At first, it may sound weird — how can design commitment be one of the basics? Building a product is part of the process, and we must understand that it is not less significant than making our product “simple” and usable for the user. The building and testing stage is when people usually get tangled into details and other office politics. And never deliver something tangible.

We continuously debate which ideas are better or how many other great opportunities there are. We strategise, endless meetings, tons of sketches and designs, we do everything but not delivering something. And it all ends up with a one year roadmap to which you can’t add or remove anything. Because of all the effort, you have invested. But there are a couple of things we can do better when designing products.

Smaller Teams, More Focus

No matter how big or small your company is, remember that it’s always great to have 2–3 people who wrestle with a problem. And then focus your energy on 2–3 features to which you can dedicate your time and effort.

Let’s say that you wish to make changes to your product, or refresh a feature, or add something new. First, there’s no need to involve the entire company in the process.

For example, the guys from Basecamp always make a team of 3 people (1 designer and two developers) that will work separately from the entire company on a project/feature.
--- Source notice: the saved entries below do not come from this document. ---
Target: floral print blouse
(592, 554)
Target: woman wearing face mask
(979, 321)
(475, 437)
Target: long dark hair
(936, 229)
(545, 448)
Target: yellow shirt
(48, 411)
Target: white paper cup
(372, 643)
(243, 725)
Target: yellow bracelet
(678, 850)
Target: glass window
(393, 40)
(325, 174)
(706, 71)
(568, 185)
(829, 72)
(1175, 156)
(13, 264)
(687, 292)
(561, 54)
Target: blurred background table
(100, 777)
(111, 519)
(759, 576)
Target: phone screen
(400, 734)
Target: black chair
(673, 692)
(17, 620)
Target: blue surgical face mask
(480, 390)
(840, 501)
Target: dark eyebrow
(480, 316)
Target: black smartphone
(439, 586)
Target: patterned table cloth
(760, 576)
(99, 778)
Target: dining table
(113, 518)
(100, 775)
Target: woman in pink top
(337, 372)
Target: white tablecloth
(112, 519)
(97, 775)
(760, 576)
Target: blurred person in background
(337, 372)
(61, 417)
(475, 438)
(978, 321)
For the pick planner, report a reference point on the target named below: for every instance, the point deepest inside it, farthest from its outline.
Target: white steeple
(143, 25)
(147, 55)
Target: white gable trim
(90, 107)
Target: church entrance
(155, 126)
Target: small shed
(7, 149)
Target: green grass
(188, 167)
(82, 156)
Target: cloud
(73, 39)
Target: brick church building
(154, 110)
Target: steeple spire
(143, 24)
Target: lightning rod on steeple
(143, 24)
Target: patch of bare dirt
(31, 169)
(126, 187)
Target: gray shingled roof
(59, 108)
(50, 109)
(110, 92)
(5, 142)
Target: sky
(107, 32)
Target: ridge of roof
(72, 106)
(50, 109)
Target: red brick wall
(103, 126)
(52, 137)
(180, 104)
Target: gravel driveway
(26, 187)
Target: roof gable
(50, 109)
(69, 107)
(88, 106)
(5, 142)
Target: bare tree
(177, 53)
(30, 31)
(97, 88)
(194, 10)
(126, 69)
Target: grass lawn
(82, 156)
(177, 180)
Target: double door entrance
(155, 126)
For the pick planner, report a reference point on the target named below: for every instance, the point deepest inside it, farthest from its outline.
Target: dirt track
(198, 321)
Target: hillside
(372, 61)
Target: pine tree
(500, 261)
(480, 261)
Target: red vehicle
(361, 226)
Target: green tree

And the most interesting thing is that nobody from the company is allowed to disturb them or ask for requests (even if the house is burning). They are granted full focus and liberty on their time management.

This way, you preserve the creativity of a team and don’t allow the bureaucracy or other politics to mess with their process. But next comes the idea of committing to a feature/idea. And here, during our podcast episode, Ryan Singer said a good thing:

Every day you are going to come up with new ideas that are great. But can you imagine a real-life situation where this matters? That’s where many ideas fail.

As mentioned in the previous article, asking questions is what is going to make your way clear. In this case, the question from above will save you tons of hours of debate. So once you chose an idea (feature) you want to work on for your product, and dedicated the team, now you have to make yourself a promise. A promise that you will deliver something in a certain amount of time. Let’s say that you choose “Deliver feature A in one month”. And that is a contract with God. You deliver the feature in a month, and not more.

The Problem with Ideas Lies in Commitment

And staying focused on something. Seeing the concept through and getting raw feedback and data. Did it work? What did we do wrong? How can we do better next time? Instead, we deliver half-assed products that don’t bring value to the end user.

Once you realise that features or ideas for products are like babies, you will see things from a different perspective. You can adopt as many kids as you want, but the problem lies in — are you able to see them through? Through all the stages of prototyping, testing, iteration, testing, launching? That’s where we need to understand that more is not always better. Sometimes delivering, one but great feature is much better than 3 and mediocre.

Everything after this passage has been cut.